So I set up SSPR QA-gate and with a different set SMS-OTP. Using a custom attribute I let users decide in which set they are transitioned. So far so good!
When registering on the SMS OTP I get the following permission error:
The error page was displayed to the user.
Title: Unauthorized User
Message: You are not authorized to register for password reset. Please contact your help desk or system administrator. (Error 3004)
Details: Microsoft.IdentityManagement.CredentialManagement.Portal.Exceptions.NotAuthorizedException: Expected authentication.
at Microsoft.IdentityManagement.CredentialManagement.Portal.Common.RegistrationProxy.GetNextChallenge(String domain, String username, ChallengeContext gateChallengeResponse, FaultExceptionHandlerDelegate faultExceptionHandler)
at System.Web.UI.WebControls.Button.OnClick(EventArgs e)
at System.Web.UI.WebControls.Button.RaisePostBackEvent(String eventArgument)
at System.Web.UI.Page.RaisePostBackEvent(IPostBackEventHandler sourceControl, String eventArgument)

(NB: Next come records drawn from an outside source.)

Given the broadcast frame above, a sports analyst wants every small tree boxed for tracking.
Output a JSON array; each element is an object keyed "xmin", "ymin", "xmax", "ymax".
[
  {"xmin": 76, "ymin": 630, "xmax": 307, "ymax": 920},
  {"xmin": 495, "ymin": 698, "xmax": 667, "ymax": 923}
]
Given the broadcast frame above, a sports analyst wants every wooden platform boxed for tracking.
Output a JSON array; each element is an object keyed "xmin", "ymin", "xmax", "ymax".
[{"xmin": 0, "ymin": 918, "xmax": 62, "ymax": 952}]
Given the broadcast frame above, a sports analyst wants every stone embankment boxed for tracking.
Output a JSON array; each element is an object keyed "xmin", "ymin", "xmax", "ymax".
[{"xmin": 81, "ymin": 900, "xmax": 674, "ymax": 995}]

at System.Web.UI.Page.ProcessRequestMain(Boolean includeStagesBeforeAsyncPoint, Boolean includeStagesAfterAsyncPoint)
CaughtTime: 01/25/2013 14:56:00
Web Portal: FIM Password Registration Portal
Session Id: 5vjeeh55ittajs2zu04p33ib
IP Address: 10.0.176.211
I noticed that Administrators COULD register, so I added a MPR which gives users from the SMS Set permission to READ All Attributes from All Objects.
With this MPR enabled I can register normal users for registration. But this is not safe, I don't want the users to read other objects.
So my question states: What attribute is needed/red while registering for SMS OTP?
- Edited by Vvouterr Friday, January 25, 2013 2:05 PM
You mean this guide? (http://technet.microsoft.com/en-us/library/hh824692(v=ws.10).aspx)
Because Microsoft's deployment guides go from the assumption that you are adding SMS OTP to the existing workflows, MPR's & sets. I'm starting from zero, and they are not made for that. That's why I asked here :)
Close but not quite... I mean the really big guide to deploying FIM Password Reset: http://www.microsoft.com/en-us/download/details.aspx?id=29959
This guide describes exactly how to configure new Password Authorization Workflows for different sets of users, how to hook up the MPRs, etc. It is a much superior reference compared to any of the webpage SSPR guidance.